View Full Version : Download Multiple Files
Mick_data
06-04-2010, 06:04 AM
Hi.
I am using the SFTP step to download files from a server.
The issue is that SFTP downloads only 1 file at the time (no concurrent downloads).
Is there any setting that I need to change in order to download multiple files at the same time?
I even tried to setup a "Start" step that link to two SFTP steps, but instead of starting at the same time, only one step donwloads the file.
Note that using Filezilla to download the same files from the same server I can get multiple files at the same time.
Has anyone got a suggestion for a workaround or do I need to create a Jira?
Thanks.
Mick
MattCasters
06-04-2010, 06:46 AM
Click right on the "Start" job entry and try the parallel option.
Mick_data
06-04-2010, 07:26 AM
Hi Matt.
Tried your suggestion and it worked!
The only drawback is that I have to create a SFTP step for each file to download.
It would be great if a concurrent multiple files download is enabled by default in the SFTP (or FTP) step - with the option for teh user to define maximum number of downloads (if any).
Should I file a Jira to request these options?
Mick.
MattCasters
06-04-2010, 09:08 AM
It's already possible to use wildcards (regular expressions) to download multiple files in one go.
Since you can specify file names with variables you can also loop over a set of file names (with some tinkering). There are samples out there that show you how.
Finally, you can also directly access the files using Apache VFS in PDI 4. http://wiki.pentaho.com/display/COM/Configuring+Kettle+VFS
One would think that kinda covers the topic ;-)
Mick_data
06-04-2010, 09:28 AM
Hi Matt.
It's already possible to use wildcards (regular expressions) to download multiple files in one go.As far as I know it downloads multiple files but not "concurrently".
When I tested my SFTP steps, SFTP downloaded 1 file, then when that download was completed a second file was downloaded.
To explain it better:
if I use my wildcard .*/.txt and I have 10 text files, I would like to initiate 10 downloads at the same time.
At the moment, according to my testing, it downloads all 10 files, but one at the time.
Regarding: VFS.
I had a look at your link but could not understand how that could help.

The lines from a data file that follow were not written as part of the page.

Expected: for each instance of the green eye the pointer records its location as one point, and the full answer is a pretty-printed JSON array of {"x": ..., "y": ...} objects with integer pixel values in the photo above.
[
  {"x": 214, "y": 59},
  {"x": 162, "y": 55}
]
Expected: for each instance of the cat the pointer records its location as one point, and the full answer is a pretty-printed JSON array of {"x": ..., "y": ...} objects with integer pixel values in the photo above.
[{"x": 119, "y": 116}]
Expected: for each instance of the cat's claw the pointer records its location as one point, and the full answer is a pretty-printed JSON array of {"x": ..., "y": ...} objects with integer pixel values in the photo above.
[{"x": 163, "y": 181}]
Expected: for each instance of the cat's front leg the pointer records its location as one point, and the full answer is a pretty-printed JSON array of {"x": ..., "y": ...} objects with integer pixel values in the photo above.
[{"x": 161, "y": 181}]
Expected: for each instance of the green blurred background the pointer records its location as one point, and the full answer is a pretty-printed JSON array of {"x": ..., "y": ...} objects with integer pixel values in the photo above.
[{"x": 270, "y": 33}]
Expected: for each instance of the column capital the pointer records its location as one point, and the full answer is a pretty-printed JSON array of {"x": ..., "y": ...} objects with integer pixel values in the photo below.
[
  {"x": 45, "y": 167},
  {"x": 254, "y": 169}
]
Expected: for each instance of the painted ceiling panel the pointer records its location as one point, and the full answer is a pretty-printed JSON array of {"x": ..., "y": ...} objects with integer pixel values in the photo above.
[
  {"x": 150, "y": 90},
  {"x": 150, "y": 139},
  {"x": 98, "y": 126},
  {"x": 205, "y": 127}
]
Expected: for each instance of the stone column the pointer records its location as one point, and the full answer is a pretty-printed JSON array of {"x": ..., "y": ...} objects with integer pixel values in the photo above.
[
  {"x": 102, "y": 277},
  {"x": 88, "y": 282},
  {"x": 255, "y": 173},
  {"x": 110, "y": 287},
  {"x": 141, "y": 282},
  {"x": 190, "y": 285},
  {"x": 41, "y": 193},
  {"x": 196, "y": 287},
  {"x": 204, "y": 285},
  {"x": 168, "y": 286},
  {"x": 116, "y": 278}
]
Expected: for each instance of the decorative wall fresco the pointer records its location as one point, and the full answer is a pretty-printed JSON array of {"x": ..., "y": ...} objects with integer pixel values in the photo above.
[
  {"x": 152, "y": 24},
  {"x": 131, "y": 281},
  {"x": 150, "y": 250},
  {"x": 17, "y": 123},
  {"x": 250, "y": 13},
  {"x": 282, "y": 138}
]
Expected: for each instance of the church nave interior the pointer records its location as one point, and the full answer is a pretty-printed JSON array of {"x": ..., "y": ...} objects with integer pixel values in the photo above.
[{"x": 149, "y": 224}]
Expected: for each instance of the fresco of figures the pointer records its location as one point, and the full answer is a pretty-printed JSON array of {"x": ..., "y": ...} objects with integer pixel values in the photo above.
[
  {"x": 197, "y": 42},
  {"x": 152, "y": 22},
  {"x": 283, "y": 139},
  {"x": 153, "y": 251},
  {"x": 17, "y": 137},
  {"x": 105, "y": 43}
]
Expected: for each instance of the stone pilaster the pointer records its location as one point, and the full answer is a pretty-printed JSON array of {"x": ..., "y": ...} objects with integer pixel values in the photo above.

But I'm not well versed in programming!
I still think that having the option to define number of concurrent downloads on the step interface would be useful.
Mick
MattCasters
06-04-2010, 11:06 AM
You can directly read files using the VFS driver:
For example, if you use the Excel Input step, you could specify a file like this:
sftp://username:password@server:/file/location/somefile.xls
Feel free to make a feature request in JIRA.
All the best,
Matt
Mick_data
06-04-2010, 11:51 AM
You can directly read files using the VFS driver:
Thanks: will give it a go.
Feel free to make a feature request in JIRA.
Will do!
Thanks.
Mick
Ralph
01-24-2011, 11:21 AM
Hi,
is it possible to download several sub folders, and if so, without knowing the names of the folders? Like, copy everything (Folders & Files) which is on \data?
Thanks & greets,
Ralph